报告人: He Wenqing 教授
题目: Data Adaptive Support Vector Machine with Application to Prostate Cancer Imaging Data
摘要: Support vector machines (SVM) have been widely used as classifiers in various settings including pattern recognition, texture mining and image retrieval. However, such methods are faced with newly emerging challenges such as imbalanced observations and noise data. In this talk, I will discuss the impact of noise data and imbalanced observations on SVM classification and present a new data adaptive SVM classification method.
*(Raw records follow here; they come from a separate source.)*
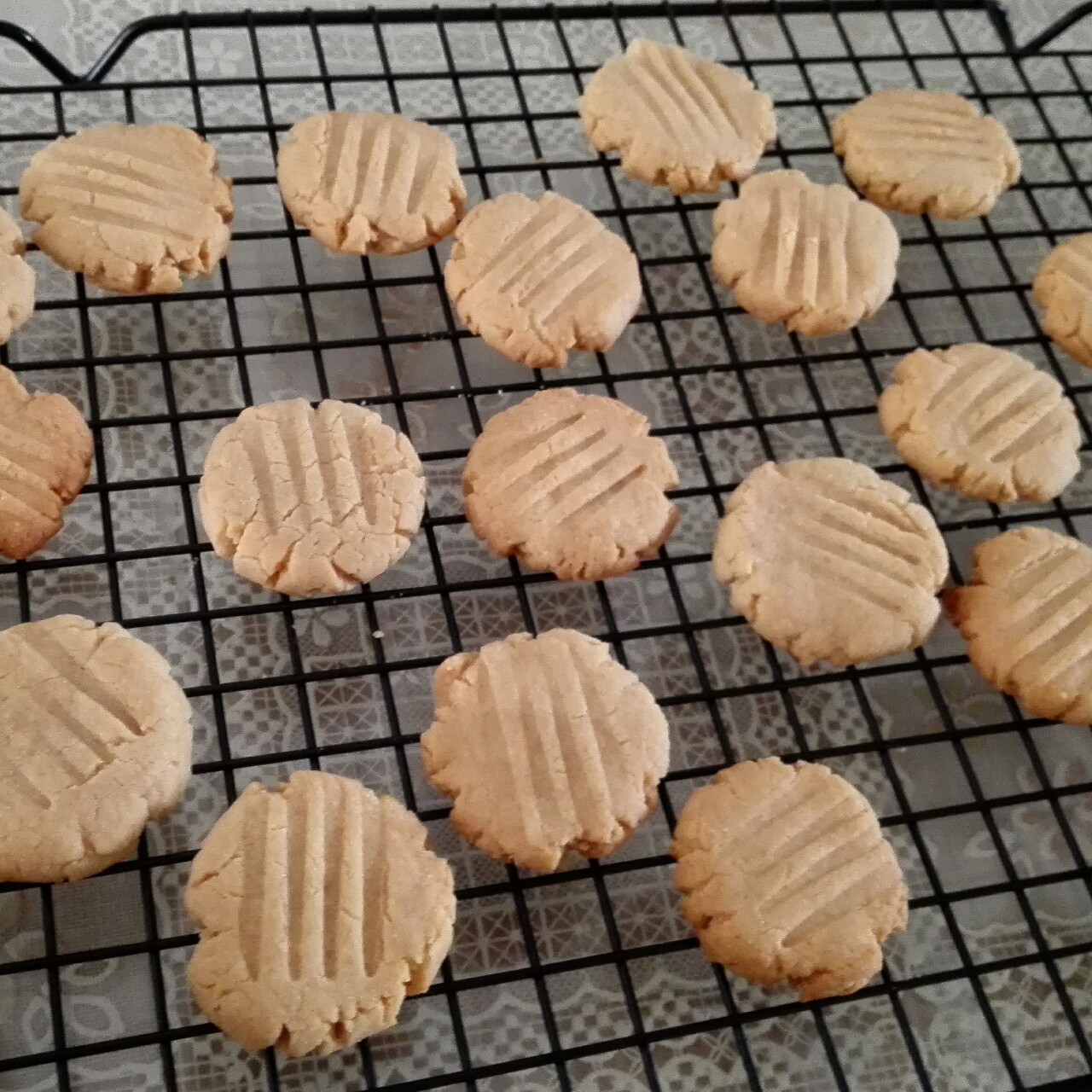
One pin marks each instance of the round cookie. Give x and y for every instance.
(319, 909)
(829, 561)
(545, 744)
(370, 183)
(925, 152)
(1064, 289)
(16, 279)
(787, 877)
(96, 741)
(308, 502)
(537, 279)
(45, 459)
(572, 484)
(132, 207)
(678, 120)
(1026, 616)
(816, 258)
(984, 421)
This work is motivated by a prostate cancer imaging study conducted in London Health Science Center. A primary objective of this study is to improve prostate cancer diagnosis and thereby to guide the treatment based on statistical predictive models. The prostate imaging data, however, are quite imbalanced in that the majority voxels are cancer-free while only a very small portion of voxels are cancerous. This issue makes the available SVM classifiers typically skew to one class and thus generate invalid results. Our proposed SVM method uses a data adaptive kernel to reflect the feature of imbalanced observations; the proposed method takes into consideration of the location of support vectors in the feature space and thereby generates more accurate classification results. The performance of the proposed method is compared with existing methods using numerical studies.
报告人: Yi Yun 教授
题目：Making Sense of Noisy Data: Some Issues and Methods
摘要：Thanks to the advancement of modern technology in acquiring data, massive data with diverse features and big volume are becoming more accessible than ever. The impact of big data is signicant. While the abundant volume of data presents great opportunities for researchers to extract useful information for new knowledge gain and sensible decision making, big data present great challenges. A very important, sometimes overlooked challenge is the quality and provenance of the data. Big data are not automatically useful; big data are often raw and involve considerable noise.
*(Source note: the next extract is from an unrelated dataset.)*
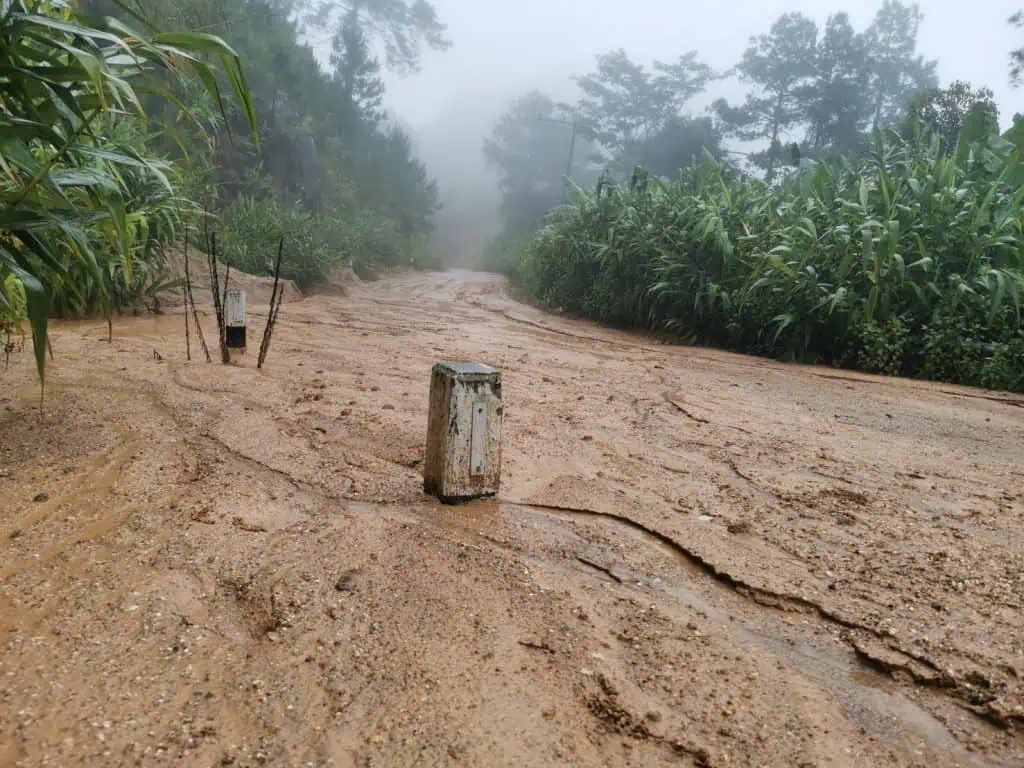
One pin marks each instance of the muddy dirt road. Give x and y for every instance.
(696, 558)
Typically, the challenges presented by noisy data with measurement error, missing observations and high dimensionality are particularly intriguing. Noisy data with these features arise ubiquitously from various fields including health sciences, epidemiological studies, environmental studies, survey research, economics, and so on. In this talk, I will discuss the issues induced from noisy data and some methods of handling such data.